Distinctly Useful Code Collection (DUCC)

This is a collection of basic programming tools for numerical computation, including Fast Fourier Transforms, Spherical Harmonic Transforms, non-equispaced Fourier transforms, as well as some concrete applications like 4pi convolution on the sphere and gridding/degridding of radio interferometry data.

The code is written in C++17, but provides a simple and comprehensive Python interface.

Requirements

  • Python >= 3.8
  • only when compiling from source: pybind11
  • only when compiling from source: a C++17-capable compiler, e.g.
    • g++ 7 or later
    • clang++
    • MSVC 2019 or later
    • Intel icpx (oneAPI compiler series). (Note that the older icpc compilers are not supported.)

Sources

The latest version of DUCC can be obtained by cloning the repository via

git clone https://gitlab.mpcdf.mpg.de/mtr/ducc.git

Licensing terms

  • All source code in this package is released under the terms of the GNU General Public License v2 or later.
  • Some files (those constituting the FFT component and its internal dependencies) are also licensed under the 3-clause BSD license. These files contain two sets of licensing headers; the user is free to choose under which of those terms they want to use these sources.

Documentation

Online documentation of the most recent Python interface is available at https://mtr.pages.mpcdf.de/ducc.

The C++ interface is documented at https://mtr.pages.mpcdf.de/ducc/cpp. Please note that this interface is not as well documented as the Python one, and that it should not be considered stable.

Installation

For best performance, it is recommended to compile DUCC from source, optimizing for the specific CPU on the system. This can be done using the command

pip3 install --no-binary ducc0 --user ducc0

NOTE: compilation requires the appropriate compilers to be installed (see above) and can take a significant amount of time (several minutes).

Alternatively, a simple

pip3 install --user ducc0

will install a pre-compiled binary package, which makes the installation process much quicker and does not require any compilers to be installed on the system. However, the code will most likely perform significantly worse (by a factor of two to three for some functions) than a custom built version.

Additionally, pre-compiled binaries are distributed for the following systems:

Packaging status

DUCC components

ducc.fft

This package provides Fast Fourier, trigonometric and Hartley transforms with a simple Python interface.

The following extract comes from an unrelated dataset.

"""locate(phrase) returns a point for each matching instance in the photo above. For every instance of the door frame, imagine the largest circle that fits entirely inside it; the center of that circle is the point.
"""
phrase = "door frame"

It is an evolution of pocketfft and pypocketfft which are currently used by numpy and scipy.

The central algorithms are derived from Paul Swarztrauber's FFTPACK code.

Features

  • supports fully complex and half-complex (i.e. complex-to-real and real-to-complex) FFTs, discrete sine/cosine transforms and Hartley transforms
  • achieves very high accuracy for all transforms
  • supports multidimensional arrays and selection of the axes to be transformed
  • supports single, double, and long double precision
  • makes use of CPU vector instructions, except for short 1D transforms
  • supports prime-length transforms without degrading to O(N**2) performance
  • has optional multi-threading support for all transforms except short 1D ones.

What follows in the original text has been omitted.